= John Paget Figg-Hoblyn =

American taxonomist

John Paget Figg-Hoblyn Ph.D (Biological science) (January 25, 1926 – June 12, 2011) was a university professor, and taxonomist. He came to public attention when a BBC documentary was broadcast about the search for him in 1994, after he had failed to claim an inheritance which included Fir Hill Manor.

==Inheritance dispute==
Figg-Hoblyn came to public attention in 1994, when the BBC broadcast a documentary about him. In 1965 his father had bequeathed him a 1000-acre estate and the ruins of a manor house, Fir Hill Manor, in Cornwall, England. According to the Official Solicitor, he failed to take up the inheritance. The Official Solicitor was appointed in 1972 to manage the estate for John Figg-Hoblyn in the 1970s when they lost contact with him.

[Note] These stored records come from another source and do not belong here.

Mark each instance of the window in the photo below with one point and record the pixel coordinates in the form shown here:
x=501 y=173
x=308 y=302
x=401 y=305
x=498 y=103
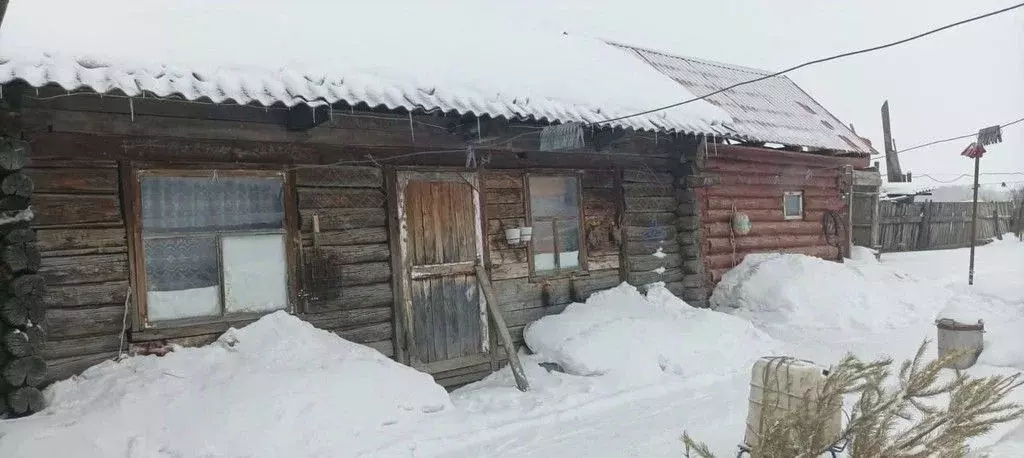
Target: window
x=212 y=244
x=793 y=205
x=554 y=214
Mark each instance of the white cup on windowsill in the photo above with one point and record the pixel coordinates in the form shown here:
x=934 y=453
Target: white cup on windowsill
x=512 y=236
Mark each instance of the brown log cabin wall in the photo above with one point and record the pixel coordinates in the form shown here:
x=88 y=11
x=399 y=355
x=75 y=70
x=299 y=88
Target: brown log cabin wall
x=753 y=181
x=520 y=297
x=83 y=147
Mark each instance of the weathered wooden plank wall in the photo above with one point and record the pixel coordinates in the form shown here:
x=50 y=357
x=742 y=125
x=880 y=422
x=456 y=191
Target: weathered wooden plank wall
x=85 y=260
x=520 y=297
x=347 y=281
x=932 y=225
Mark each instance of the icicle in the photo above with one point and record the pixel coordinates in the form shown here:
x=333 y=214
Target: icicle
x=412 y=129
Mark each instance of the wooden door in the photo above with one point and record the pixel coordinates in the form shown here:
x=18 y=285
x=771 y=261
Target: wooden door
x=440 y=244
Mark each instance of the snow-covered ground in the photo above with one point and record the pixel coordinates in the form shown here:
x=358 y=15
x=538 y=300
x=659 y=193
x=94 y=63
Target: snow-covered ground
x=639 y=370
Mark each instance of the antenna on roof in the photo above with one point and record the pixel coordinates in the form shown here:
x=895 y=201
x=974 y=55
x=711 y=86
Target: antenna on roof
x=893 y=170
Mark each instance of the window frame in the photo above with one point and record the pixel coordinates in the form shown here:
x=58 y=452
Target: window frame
x=136 y=258
x=582 y=268
x=803 y=212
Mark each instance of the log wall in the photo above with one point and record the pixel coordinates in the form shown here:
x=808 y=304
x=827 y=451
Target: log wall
x=85 y=147
x=753 y=180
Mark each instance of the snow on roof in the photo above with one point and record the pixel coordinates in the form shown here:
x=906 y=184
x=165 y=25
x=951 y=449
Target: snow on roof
x=772 y=111
x=410 y=54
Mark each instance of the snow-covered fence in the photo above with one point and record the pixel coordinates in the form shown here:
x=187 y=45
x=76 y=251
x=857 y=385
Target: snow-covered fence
x=931 y=225
x=22 y=314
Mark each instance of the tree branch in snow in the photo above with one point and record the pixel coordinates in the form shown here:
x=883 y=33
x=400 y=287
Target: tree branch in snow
x=902 y=419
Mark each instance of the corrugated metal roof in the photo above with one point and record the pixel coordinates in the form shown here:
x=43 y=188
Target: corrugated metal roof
x=291 y=87
x=771 y=111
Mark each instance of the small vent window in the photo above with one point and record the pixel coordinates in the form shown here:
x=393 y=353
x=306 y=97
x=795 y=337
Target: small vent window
x=793 y=205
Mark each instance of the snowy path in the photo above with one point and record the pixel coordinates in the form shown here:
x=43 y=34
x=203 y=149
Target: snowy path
x=665 y=368
x=715 y=411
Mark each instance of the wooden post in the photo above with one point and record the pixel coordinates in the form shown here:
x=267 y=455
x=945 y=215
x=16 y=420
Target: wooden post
x=503 y=329
x=995 y=223
x=974 y=220
x=925 y=230
x=1019 y=221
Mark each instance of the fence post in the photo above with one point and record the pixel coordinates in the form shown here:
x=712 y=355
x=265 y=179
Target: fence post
x=995 y=223
x=1019 y=221
x=925 y=231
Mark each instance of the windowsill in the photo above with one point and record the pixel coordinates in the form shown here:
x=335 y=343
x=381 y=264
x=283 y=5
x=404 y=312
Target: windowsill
x=537 y=278
x=194 y=326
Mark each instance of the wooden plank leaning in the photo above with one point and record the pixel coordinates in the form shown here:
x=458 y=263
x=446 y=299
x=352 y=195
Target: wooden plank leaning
x=503 y=329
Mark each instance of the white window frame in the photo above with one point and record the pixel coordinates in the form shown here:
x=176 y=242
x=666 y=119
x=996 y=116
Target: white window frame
x=582 y=267
x=792 y=194
x=138 y=259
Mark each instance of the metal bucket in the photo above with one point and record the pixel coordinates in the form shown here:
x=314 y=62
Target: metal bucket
x=958 y=337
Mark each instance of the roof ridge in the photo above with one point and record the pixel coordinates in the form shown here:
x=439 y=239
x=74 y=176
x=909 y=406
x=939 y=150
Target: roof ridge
x=701 y=60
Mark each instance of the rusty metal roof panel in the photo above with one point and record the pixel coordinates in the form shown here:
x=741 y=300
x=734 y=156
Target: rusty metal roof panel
x=771 y=111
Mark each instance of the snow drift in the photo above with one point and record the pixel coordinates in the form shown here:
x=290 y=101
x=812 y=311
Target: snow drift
x=638 y=338
x=270 y=388
x=800 y=291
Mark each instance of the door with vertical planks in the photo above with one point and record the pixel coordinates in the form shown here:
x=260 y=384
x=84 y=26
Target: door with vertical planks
x=440 y=245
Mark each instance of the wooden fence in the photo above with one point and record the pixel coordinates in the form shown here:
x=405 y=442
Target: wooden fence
x=935 y=225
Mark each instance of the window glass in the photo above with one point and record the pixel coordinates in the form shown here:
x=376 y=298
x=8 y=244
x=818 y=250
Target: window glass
x=213 y=245
x=182 y=278
x=555 y=217
x=793 y=205
x=190 y=204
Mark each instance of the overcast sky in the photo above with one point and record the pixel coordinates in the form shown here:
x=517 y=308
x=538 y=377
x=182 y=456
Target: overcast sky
x=941 y=86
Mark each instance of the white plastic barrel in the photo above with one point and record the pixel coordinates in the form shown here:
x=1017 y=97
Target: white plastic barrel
x=777 y=387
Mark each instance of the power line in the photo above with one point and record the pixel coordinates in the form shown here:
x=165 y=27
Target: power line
x=960 y=137
x=819 y=60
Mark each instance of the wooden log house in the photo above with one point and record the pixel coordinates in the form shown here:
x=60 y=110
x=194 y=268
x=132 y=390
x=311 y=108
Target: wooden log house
x=168 y=219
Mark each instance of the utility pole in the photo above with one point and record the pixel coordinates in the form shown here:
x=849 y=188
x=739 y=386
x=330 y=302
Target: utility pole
x=3 y=9
x=988 y=135
x=893 y=171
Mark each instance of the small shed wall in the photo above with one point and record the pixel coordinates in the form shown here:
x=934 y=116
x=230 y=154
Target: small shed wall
x=753 y=180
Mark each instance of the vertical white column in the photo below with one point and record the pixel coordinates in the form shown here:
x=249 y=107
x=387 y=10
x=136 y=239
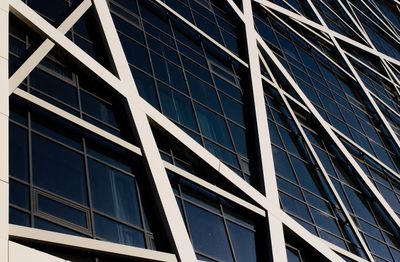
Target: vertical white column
x=4 y=112
x=276 y=235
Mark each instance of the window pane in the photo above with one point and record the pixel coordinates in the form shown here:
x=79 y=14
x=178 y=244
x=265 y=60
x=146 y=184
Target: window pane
x=19 y=194
x=54 y=87
x=46 y=225
x=62 y=211
x=203 y=93
x=115 y=232
x=114 y=193
x=208 y=233
x=177 y=106
x=58 y=169
x=18 y=152
x=18 y=217
x=213 y=126
x=98 y=109
x=243 y=241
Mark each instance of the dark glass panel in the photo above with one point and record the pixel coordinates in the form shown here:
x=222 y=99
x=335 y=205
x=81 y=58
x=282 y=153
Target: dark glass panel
x=47 y=225
x=233 y=109
x=116 y=232
x=58 y=169
x=62 y=211
x=135 y=53
x=18 y=217
x=239 y=138
x=177 y=106
x=98 y=108
x=203 y=93
x=208 y=233
x=213 y=126
x=56 y=10
x=18 y=152
x=57 y=129
x=54 y=87
x=243 y=241
x=114 y=193
x=19 y=194
x=146 y=87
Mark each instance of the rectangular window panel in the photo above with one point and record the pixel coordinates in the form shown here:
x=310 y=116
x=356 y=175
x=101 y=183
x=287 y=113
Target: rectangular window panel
x=58 y=169
x=114 y=193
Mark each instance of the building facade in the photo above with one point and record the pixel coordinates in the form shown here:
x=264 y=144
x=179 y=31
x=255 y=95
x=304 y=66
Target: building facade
x=209 y=130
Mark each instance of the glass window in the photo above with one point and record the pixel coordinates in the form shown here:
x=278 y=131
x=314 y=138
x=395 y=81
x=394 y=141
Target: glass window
x=62 y=211
x=98 y=109
x=58 y=169
x=112 y=231
x=213 y=126
x=56 y=10
x=18 y=217
x=208 y=233
x=54 y=87
x=233 y=109
x=146 y=87
x=243 y=241
x=19 y=194
x=203 y=93
x=114 y=193
x=177 y=106
x=135 y=53
x=18 y=152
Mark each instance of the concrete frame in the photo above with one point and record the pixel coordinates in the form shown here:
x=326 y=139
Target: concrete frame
x=143 y=114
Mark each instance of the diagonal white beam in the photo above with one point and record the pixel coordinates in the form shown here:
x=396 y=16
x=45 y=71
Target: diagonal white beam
x=164 y=123
x=327 y=178
x=277 y=239
x=173 y=220
x=4 y=136
x=331 y=134
x=34 y=59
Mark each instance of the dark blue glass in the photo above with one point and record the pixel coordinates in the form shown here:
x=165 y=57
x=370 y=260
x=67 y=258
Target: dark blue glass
x=115 y=232
x=203 y=93
x=177 y=106
x=114 y=193
x=58 y=169
x=62 y=211
x=18 y=217
x=243 y=241
x=99 y=109
x=19 y=194
x=18 y=152
x=54 y=87
x=213 y=126
x=208 y=233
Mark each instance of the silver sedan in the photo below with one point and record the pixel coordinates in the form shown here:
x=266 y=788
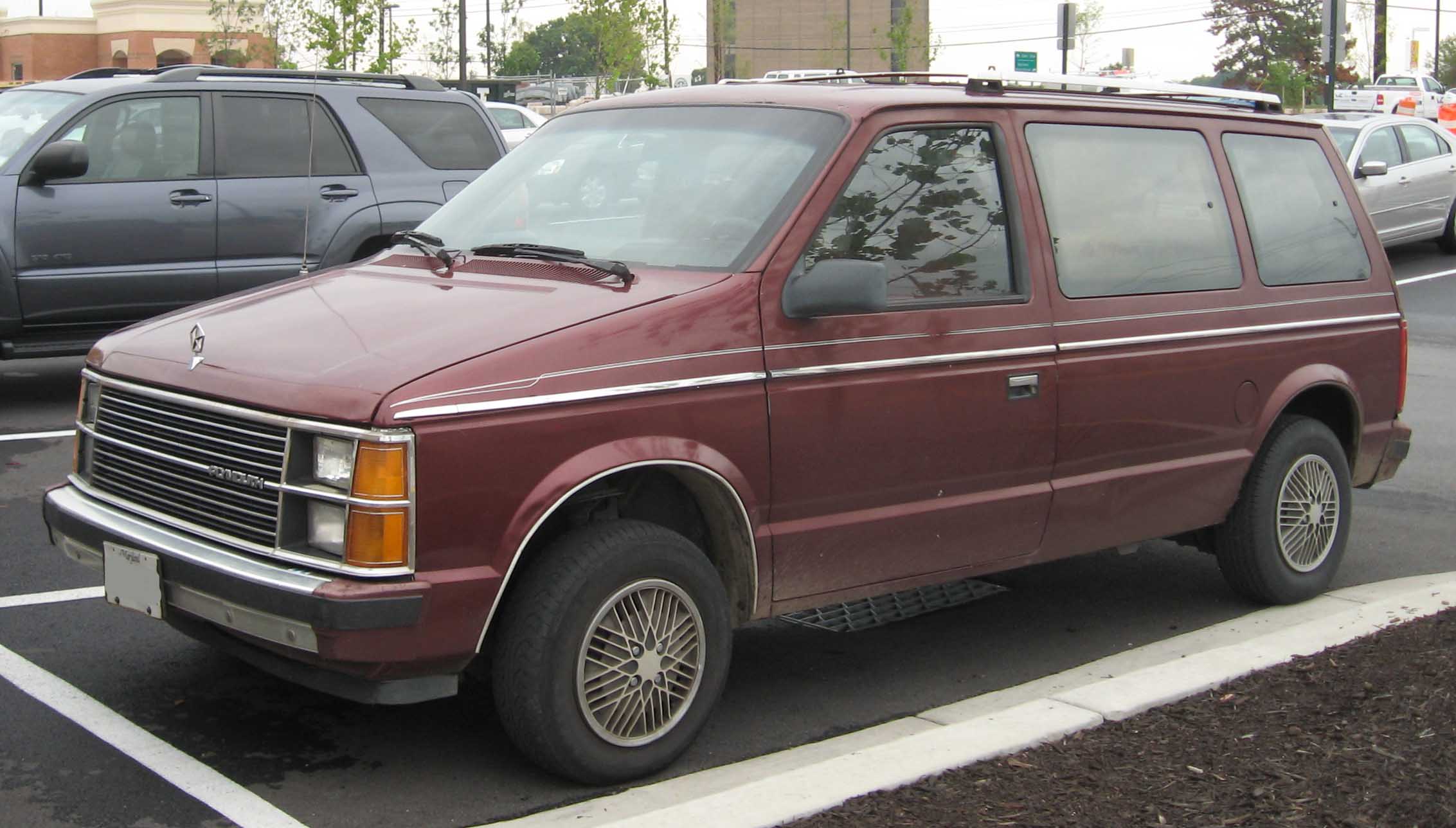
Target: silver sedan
x=1405 y=174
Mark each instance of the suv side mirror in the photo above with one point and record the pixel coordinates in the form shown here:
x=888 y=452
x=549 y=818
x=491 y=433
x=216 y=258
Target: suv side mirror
x=836 y=287
x=1369 y=169
x=56 y=161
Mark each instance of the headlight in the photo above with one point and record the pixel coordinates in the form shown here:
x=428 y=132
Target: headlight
x=334 y=462
x=327 y=527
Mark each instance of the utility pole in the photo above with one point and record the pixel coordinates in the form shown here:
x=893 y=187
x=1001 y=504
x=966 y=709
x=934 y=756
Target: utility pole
x=1380 y=37
x=465 y=56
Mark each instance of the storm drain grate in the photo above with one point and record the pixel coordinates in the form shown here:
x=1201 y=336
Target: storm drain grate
x=894 y=608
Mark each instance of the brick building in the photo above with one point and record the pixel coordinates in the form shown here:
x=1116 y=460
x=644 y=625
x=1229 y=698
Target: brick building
x=748 y=38
x=136 y=34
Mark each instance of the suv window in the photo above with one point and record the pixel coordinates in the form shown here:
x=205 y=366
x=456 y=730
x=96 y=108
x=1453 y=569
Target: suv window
x=1382 y=146
x=1421 y=143
x=507 y=118
x=1299 y=222
x=268 y=137
x=141 y=139
x=1133 y=210
x=444 y=136
x=926 y=203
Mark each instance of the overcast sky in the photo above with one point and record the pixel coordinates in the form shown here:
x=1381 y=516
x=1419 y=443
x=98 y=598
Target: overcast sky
x=1169 y=37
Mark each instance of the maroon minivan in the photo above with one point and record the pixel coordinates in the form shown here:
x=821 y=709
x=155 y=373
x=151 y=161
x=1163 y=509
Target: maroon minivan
x=705 y=356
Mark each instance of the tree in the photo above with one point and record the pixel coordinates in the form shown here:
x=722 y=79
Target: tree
x=1090 y=18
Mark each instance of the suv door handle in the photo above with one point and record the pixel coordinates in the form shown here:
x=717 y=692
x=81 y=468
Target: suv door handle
x=1023 y=386
x=188 y=197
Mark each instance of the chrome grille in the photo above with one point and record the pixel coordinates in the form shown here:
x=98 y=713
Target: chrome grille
x=162 y=457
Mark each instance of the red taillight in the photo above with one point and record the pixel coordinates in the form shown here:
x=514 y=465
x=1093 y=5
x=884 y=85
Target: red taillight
x=1399 y=396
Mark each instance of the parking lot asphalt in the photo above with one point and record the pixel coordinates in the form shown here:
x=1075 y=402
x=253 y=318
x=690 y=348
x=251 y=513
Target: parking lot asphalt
x=327 y=762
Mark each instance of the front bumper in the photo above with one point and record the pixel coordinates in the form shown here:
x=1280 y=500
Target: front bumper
x=283 y=617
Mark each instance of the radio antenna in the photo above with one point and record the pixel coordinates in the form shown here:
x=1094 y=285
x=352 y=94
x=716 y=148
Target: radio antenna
x=308 y=188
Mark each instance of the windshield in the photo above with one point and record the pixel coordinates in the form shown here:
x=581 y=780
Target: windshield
x=24 y=113
x=1344 y=139
x=673 y=186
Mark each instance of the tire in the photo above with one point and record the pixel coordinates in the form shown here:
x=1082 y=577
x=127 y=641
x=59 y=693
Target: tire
x=1448 y=239
x=1300 y=465
x=552 y=705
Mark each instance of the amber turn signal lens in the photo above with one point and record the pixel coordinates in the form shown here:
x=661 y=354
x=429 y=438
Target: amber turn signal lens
x=377 y=537
x=381 y=471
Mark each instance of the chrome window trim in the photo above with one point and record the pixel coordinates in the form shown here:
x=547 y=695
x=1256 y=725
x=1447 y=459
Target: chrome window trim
x=532 y=382
x=583 y=396
x=1261 y=306
x=910 y=361
x=1215 y=332
x=715 y=476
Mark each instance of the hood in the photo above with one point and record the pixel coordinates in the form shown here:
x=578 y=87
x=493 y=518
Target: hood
x=332 y=344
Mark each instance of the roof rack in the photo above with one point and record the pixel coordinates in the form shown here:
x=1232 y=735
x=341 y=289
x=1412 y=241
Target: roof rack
x=1066 y=85
x=187 y=73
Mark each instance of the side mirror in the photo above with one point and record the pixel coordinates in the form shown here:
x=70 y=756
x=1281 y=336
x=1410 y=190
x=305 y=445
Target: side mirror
x=1369 y=169
x=836 y=287
x=56 y=161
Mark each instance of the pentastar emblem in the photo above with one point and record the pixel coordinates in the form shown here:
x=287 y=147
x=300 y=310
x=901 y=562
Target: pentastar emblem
x=199 y=343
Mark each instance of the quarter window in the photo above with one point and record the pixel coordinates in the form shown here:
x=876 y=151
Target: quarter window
x=1133 y=210
x=1421 y=143
x=1299 y=222
x=444 y=136
x=270 y=137
x=928 y=204
x=1381 y=146
x=141 y=139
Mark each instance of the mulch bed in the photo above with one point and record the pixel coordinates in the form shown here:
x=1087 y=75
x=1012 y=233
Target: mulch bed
x=1362 y=734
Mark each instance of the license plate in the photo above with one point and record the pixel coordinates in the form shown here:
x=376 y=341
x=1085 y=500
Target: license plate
x=133 y=578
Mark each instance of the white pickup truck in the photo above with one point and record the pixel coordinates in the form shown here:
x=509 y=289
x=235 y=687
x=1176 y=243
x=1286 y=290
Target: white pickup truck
x=1389 y=91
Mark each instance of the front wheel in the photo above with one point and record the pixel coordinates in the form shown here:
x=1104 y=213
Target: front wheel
x=612 y=652
x=1284 y=537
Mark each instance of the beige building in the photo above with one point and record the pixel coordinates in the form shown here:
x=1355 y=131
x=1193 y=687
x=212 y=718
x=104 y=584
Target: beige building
x=748 y=38
x=134 y=34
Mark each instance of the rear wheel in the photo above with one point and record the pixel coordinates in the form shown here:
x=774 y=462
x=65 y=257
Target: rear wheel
x=612 y=652
x=1286 y=536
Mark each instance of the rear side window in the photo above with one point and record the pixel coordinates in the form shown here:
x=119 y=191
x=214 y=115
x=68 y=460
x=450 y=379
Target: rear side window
x=444 y=136
x=268 y=137
x=1133 y=210
x=928 y=204
x=1299 y=222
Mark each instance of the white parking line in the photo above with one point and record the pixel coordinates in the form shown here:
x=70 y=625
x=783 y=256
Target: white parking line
x=1421 y=278
x=193 y=777
x=51 y=597
x=37 y=434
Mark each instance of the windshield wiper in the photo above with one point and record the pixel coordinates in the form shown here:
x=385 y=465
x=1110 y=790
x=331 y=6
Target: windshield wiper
x=552 y=254
x=426 y=244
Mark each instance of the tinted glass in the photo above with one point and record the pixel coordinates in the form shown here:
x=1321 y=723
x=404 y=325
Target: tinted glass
x=673 y=186
x=444 y=136
x=1344 y=140
x=1133 y=212
x=1382 y=146
x=1421 y=143
x=268 y=137
x=507 y=118
x=22 y=113
x=928 y=204
x=1300 y=224
x=141 y=139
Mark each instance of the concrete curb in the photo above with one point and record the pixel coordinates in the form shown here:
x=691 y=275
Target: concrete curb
x=788 y=785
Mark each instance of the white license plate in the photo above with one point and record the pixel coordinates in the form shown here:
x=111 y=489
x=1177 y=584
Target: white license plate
x=133 y=578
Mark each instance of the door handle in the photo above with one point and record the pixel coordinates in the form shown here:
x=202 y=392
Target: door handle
x=1023 y=386
x=188 y=197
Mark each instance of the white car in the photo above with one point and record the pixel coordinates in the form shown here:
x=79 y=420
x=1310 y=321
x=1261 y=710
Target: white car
x=516 y=123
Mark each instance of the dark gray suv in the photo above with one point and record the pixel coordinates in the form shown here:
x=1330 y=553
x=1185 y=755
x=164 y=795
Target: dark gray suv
x=130 y=192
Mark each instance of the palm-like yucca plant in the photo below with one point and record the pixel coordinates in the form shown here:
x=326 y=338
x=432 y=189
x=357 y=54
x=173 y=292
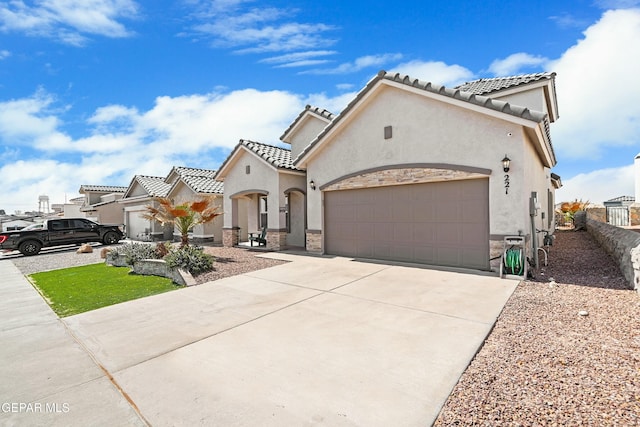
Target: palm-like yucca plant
x=184 y=216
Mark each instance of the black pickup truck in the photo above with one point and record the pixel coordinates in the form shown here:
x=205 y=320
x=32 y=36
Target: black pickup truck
x=57 y=232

The BBC documentary discovered Figg-Hoblyn was living in a caravan park in California, United States, where he and his sister, Peggy, were following a low-key lifestyle trading in organic produce. The BBC subsequently lost contact with him.

In 2007, the next-in-line to inherit the estate as the eldest male, John Westropp Figg-Hoblyn, put out a call to find John Paget Figg-Hoblyn before the inheritance which included Fir Hill Manor was lost.

John Paget Figg-Hoblyn died in a nursing home on 12 June 2011 at the age of 85.

==Academic career==
Figg-Hoblyn was educated at Stanford University, California, United States. In 1953, he described a unique species of jewel beetle that he had discovered, which was given the name Acmaeodera nanbrownae. This name is now classified as a junior synonym for Acmaeodera vanduzeei. Dr. Figg-Hoblyn used to have a lab at Stanford University, and taught at San Jose State University.